Старик опустил голову и уставился в пол. Постепенно шум компании становился все тише и тише, а потом исчез вовсе. Кунцевич поднял голову и увидел, что сидит не в парижском ресторане, а в петербургском трактире, что ему не семьдесят, а только двадцать пять, но он все равно грустит…

Часть первая

Глава 1

Вольнонаемный писец Экспедиции заготовления государственных бумаг [1] Кунцевич сидел на чистой половине второразрядного трактира на набережной Фонтанки, пил третью кружку пива, хмелел и грустил.
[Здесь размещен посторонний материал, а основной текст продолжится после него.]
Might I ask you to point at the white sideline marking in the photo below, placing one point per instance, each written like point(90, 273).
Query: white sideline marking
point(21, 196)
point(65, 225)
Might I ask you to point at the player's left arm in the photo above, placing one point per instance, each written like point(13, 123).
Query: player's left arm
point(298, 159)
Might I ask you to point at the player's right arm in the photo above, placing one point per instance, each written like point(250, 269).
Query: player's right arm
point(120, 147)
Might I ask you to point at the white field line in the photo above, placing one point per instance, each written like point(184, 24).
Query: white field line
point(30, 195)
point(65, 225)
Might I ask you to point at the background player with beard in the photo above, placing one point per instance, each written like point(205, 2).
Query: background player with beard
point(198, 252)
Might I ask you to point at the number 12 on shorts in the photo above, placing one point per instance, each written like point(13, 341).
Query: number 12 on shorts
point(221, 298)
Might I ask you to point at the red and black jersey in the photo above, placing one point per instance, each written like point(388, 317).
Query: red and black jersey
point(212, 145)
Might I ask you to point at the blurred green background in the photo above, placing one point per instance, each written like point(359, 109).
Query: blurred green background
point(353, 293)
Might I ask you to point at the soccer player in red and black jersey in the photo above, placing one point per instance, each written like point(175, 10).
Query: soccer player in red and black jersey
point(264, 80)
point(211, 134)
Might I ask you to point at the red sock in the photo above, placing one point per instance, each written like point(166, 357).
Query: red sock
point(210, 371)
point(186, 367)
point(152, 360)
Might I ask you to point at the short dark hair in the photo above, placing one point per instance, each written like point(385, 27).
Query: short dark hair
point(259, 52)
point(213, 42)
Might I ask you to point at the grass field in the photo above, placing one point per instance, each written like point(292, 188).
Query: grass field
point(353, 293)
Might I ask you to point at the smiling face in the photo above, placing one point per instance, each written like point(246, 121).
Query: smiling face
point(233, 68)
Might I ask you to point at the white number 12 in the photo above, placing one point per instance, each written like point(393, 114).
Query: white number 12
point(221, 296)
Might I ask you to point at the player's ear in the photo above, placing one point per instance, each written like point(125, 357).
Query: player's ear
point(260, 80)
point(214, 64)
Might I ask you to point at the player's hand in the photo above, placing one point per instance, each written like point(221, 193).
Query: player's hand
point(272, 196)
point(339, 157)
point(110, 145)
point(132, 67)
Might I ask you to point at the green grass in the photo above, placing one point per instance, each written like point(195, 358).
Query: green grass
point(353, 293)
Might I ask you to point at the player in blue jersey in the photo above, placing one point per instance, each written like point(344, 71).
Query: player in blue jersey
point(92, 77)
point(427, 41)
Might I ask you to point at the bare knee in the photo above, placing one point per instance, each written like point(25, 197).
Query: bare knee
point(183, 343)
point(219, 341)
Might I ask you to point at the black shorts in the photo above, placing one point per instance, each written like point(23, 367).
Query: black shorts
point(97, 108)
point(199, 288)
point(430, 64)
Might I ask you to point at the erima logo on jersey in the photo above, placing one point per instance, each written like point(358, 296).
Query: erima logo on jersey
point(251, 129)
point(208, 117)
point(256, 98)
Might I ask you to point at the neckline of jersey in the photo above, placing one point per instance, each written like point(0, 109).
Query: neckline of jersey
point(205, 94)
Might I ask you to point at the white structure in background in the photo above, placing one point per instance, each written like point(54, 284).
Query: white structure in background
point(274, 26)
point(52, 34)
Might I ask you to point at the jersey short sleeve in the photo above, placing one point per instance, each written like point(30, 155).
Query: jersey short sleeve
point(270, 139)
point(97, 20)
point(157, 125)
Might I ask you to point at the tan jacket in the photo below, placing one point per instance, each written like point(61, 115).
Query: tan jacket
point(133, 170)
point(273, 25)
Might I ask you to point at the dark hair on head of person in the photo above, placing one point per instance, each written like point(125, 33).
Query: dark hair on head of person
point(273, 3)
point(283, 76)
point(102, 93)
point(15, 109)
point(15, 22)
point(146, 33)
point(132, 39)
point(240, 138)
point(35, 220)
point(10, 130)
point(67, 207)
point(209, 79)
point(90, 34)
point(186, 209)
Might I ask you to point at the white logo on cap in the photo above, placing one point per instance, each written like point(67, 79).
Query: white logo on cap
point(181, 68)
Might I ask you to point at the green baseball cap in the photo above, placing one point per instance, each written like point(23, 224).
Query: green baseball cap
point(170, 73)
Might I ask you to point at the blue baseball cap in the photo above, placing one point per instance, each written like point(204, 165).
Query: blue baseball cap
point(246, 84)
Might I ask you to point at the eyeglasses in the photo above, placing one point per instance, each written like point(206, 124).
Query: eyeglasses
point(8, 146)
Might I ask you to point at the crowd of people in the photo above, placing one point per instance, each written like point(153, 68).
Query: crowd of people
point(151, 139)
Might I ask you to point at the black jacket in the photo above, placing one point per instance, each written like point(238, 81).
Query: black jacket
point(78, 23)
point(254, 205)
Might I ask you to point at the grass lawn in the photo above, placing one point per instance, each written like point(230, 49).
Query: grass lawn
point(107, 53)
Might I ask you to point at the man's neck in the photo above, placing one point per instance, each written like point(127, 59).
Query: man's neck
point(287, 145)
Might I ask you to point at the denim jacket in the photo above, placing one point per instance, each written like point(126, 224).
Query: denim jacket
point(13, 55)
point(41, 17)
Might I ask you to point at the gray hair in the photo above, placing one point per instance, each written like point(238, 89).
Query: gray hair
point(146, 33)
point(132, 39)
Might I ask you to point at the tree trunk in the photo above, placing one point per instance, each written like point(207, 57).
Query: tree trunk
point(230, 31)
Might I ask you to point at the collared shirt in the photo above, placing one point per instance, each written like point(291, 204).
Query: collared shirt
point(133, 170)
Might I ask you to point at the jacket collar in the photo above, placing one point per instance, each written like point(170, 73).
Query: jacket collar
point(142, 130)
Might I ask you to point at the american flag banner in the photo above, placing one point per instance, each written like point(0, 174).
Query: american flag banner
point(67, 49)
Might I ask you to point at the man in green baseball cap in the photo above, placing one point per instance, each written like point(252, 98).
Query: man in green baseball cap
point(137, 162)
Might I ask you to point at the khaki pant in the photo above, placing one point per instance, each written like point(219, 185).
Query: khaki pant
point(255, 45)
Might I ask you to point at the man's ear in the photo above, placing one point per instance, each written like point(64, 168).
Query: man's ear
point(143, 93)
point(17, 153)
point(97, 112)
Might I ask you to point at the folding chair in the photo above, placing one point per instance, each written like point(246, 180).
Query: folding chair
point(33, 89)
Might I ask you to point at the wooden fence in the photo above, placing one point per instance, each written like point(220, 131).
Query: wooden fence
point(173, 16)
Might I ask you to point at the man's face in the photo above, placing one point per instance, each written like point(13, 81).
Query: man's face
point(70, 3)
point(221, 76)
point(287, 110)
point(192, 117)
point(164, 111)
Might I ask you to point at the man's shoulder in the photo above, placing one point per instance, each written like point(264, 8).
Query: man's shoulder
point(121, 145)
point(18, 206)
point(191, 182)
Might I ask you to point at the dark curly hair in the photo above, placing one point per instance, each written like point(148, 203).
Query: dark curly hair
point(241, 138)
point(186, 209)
«Лето, все порядочные люди на дачи уехали. Теперь небось коньяк пьют и осетриной закусывают. А вечером танцы устроят или спектакль любительский. Или просто чаевничать станут на балконе под трель соловья. А я? Вот сейчас пиво допью, и придется на жару выползать. Завтра воскресенье, а из-за безденежья податься некуда. Или дома целый день сиднем сидеть, или по улицам без цели шляться. Черт бы все это побрал!»

– Кунцевич! Мечислав! Сколько лет, сколько зим!

Громкое приветствие сопровождалось сильным хлопком по плечу, от которого Кунцевич чуть не подавился пивом.

Мечислав оглянулся. Рядом с ним стоял высокий молодой человек, в котором он с трудом узнал Митю Быкова – сына мелочного лавочника с Надеждинской. Семья Кунцевича раньше квартировала в доме 20 по этой улице и имела у Митиного отца небольшой кредит. Кунцевич и Быков в детстве приятельствовали, но фамильярное обращение купеческого сынка все равно потомственного дворянина несколько покоробило.

– Митя? Здравствуй.

– Чтой-то ты брат не весел? Или не рад нашей встрече? Да и выглядишь, честно сказать, плохо. Бледен, худ, одни усы остались!

– Ну отчего же, я рад… весьма рад. А веселиться мне, Митя, нет никакой причины…

– Я сейчас подойду! – крикнул Быков компании мужчин, направлявшихся в отдельный кабинет трактира, и вновь повернулся к Кунцевичу:

– Так почему у тебя нет никакой причины веселиться?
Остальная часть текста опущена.